Release … Berliners sing and dance on top of the Berlin Wall to celebrate the opening of East-West German borders. Photograph: Thomas Kienzle/AP

It’s been observed that during times of significant world change, the popularity of house music peaks as people look for a way to release all their pent-up stress and energy on the dance floor. Think of the German youth dancing during the fall of the Berlin Wall, inspired by the tunes that came out of 1980s Detroit and Chicago, or LGBTQ people finding a family in the face of marginalization in society.

House music and dance have accompanied recent protests such as the Freedom to Dance rally in London in the summer of 2021, to encourage the lifting of Covid restrictions in the music and hospitality sectors. At the global Black Lives Matter demonstrations against police brutality and racism in 2020, people sometimes danced to the Electric Slide, a 22-step sequence incorporating the grapevine move. Such dances bring forth messages of community to those who are thought of as outsiders.

“The way we communicate on the dance floor is non-verbal, and this is part of why it’s so important to society as it provides other ways of being together than our day-to-day lives allow,” says Ruth Pethybridge, a senior lecturer in dance at the University of Falmouth. “Relationships and communities are created between people who move together.”

Mike 'Noodles' Bredy leads dancers on TikTok.
Mike ‘Noodles’ Bredy leads house dancers on TikTok.

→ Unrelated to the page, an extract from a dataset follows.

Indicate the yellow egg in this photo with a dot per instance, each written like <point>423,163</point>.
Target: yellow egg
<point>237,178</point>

Photograph: @mrbredydff

Pethybridge believes that house dance, a form of social freestyle dance, enables people to create their own signature styles through its high levels of improvisation and wide variety of stylistic influences. These include African dance (the rhythmic sounds of the drums, footwork and movement of the torso in harmony with the music); Caribbean and Afro-Latin dance; and Brazilian martial arts capoeira with its graceful acrobatic movements. Other influences include jazz, tap and voguing combined with fast and intricate footwork, jacking, lofting and floorwork similar to breakdancing. This mixture “is part of what makes it a community that can welcome difference and is often associated with ideas of freedom,” says Pethybridge.

House dance emerged from Chicago and New York clubs in the late 1970s and 80s as a descendant of the post-disco era. DJs were experimenting with new ways of mixing and remixing records to keep people dancing for extended periods. House dance was freeing, intuitive and unrestricted as it exists and evolves as a social practice rather than having set rules to follow, which can be the case in ballet and ballroom. Such formalized styles of dance incorporate technical systems and are designed for performance. Comparable to the disco genre, house is a counterculture transcending sexual and racial identity.

Sekou Heru, a 53-year-old dancer and choreographer, started out as a B-boy at the age of 10 and moved to New York aged 17 to pursue a career in the mecca of dance. At that time, says Heru, most of the trendy clubs that played house music had drag queens on the door. “They were the closest things to knowing that you were going to be safe as they would read people at the door and deny access to certain people.” House dance spread around the US mainly due to the New York dancers who went to universities in places such as Baltimore and Washington DC, bringing club music with them and forming house music and dance communities.

Heru now teaches house dance around the world with a method he created called Rhythmmetrics which combines dance, fitness, martial arts and “sacred geometry”. Like other forms of street and social dance, house dance remains popular due to its ability to take different forms as our world becomes ever more interconnected – as demonstrated by the Haitian-Canadian record producer and DJ Kaytranada with his unique fusion of dance, house, electronic and hip-hop music, as well as the dancers who bring their own hybrid experiences to the dance floors.

“Dance styles like house resist becoming too fixed and institutionalized, meaning they have endless potential to evolve and change,” says Pethybridge. “Which is surely what we need for society too.”